Every token attends to every token (self-attention) in one parallel operation. The \(\sqrt{d_k}\) scaling keeps the dot products from saturating the softmax (a numerical-stability point connecting to Course 1/Course 5). This is Week 5’s attention with queries, keys, and values all derived from the same sequence.

Multi-head attention

Run \(h\) attention operations in parallel on lower-dimensional projections and concatenate. Different heads learn different relations (syntactic, positional, coreference). Multi-head attention is strictly more expressive than single-head at the same cost and is essential to performance.

Positional encoding

Self-attention is permutation-invariant — it has no inherent notion of order. Positional encodings (sinusoidal or learned) are added to token embeddings to inject position. Modern variants (RoPE, ALiBi) are worth knowing; the principle is that order must be supplied explicitly because attention treats the input as a set.

The block, and the decoder-only LM

A transformer block = multi-head attention + position-wise feedforward, each wrapped in a residual connection and layer normalization (these are what make deep stacks trainable — connecting to Course 1’s training stability). Stack \(N\) blocks. For a decoder-only LM, apply a causal mask so position \(t\) attends only to \(\le t\), and train with next-token cross-entropy (Week 1’s objective). This is GPT.

Theory Exercises

Derive scaled dot-product attention and explain the \(1/\sqrt{d_k}\) factor in terms of variance/softmax saturation.
Show multi-head attention’s parameter/compute cost equals single-head at model dim \(d\) and explain its expressiveness gain.
Explain why self-attention is permutation-invariant and how positional encoding restores order; contrast sinusoidal vs learned vs RoPE.
Explain the role of residual connections and layer norm in training deep transformers (Course 1 stability link).
Derive the causal mask and explain how it makes the transformer a valid left-to-right LM; analyze the \(O(n^2)\) attention cost.

Implementation

Implement a decoder-only transformer LM from scratch in transformer_from_scratch/ (PyTorch, no nn.Transformer): token + positional embeddings, multi-head causal self-attention, position-wise FFN, residual + layer norm, and a final LM head. Train on the Week 1 corpus; verify against a reference implementation on a tiny config.

Experiments

Perplexity vs the Week 3 LSTM LM (transformer should win, especially at longer context). Ablations: number of heads, number of layers, with/without positional encoding (should collapse), with/without residual+layernorm (training should fail). Attention-pattern visualization across heads/layers. Throughput vs sequence length to show the \(O(n^2)\) cost.

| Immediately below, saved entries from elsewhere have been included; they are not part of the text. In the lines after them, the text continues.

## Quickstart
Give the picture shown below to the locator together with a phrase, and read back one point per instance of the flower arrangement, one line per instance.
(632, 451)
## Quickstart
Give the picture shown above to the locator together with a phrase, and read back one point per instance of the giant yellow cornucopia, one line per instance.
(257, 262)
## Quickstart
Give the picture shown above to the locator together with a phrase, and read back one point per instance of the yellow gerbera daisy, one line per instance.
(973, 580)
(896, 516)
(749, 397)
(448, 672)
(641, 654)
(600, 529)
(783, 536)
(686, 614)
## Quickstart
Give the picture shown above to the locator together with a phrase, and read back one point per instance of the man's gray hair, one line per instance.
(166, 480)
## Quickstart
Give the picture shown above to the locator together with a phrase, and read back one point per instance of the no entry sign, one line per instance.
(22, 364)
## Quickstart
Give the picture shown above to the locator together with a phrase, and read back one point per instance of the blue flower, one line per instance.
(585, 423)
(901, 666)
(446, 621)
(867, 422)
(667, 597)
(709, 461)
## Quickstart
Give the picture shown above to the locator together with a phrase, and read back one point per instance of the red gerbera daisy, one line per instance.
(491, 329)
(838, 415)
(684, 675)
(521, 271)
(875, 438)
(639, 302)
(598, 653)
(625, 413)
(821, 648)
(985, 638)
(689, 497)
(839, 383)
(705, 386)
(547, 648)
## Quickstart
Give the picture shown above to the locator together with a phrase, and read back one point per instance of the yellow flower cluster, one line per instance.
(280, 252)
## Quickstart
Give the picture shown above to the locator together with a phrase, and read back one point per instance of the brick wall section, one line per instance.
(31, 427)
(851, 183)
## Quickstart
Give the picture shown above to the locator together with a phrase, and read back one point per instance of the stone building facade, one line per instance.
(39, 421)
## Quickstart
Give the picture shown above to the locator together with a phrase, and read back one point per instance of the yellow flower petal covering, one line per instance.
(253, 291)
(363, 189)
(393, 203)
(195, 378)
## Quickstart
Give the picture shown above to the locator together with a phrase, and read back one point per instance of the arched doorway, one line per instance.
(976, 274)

Expected baselines: the transformer beats the LSTM on perplexity and trains faster (parallelism); removing positional encoding destroys it; removing residual/layernorm makes deep stacks untrainable; attention maps show interpretable head specialization; compute grows quadratically with context length.

Connections

This is the architecture for everything that follows: the LLM (Week 7) is this scaled up and pretrained; BERT (Week 7) is the encoder variant; post-training (Week 8) fine-tunes it; RAG (Week 9) uses it as the generator. The QKV attention is Week 5’s idea; the math is Course 5’s linear algebra; the trainability tricks tie to Course 1. Implementing it by hand is what makes all later LLM work legible.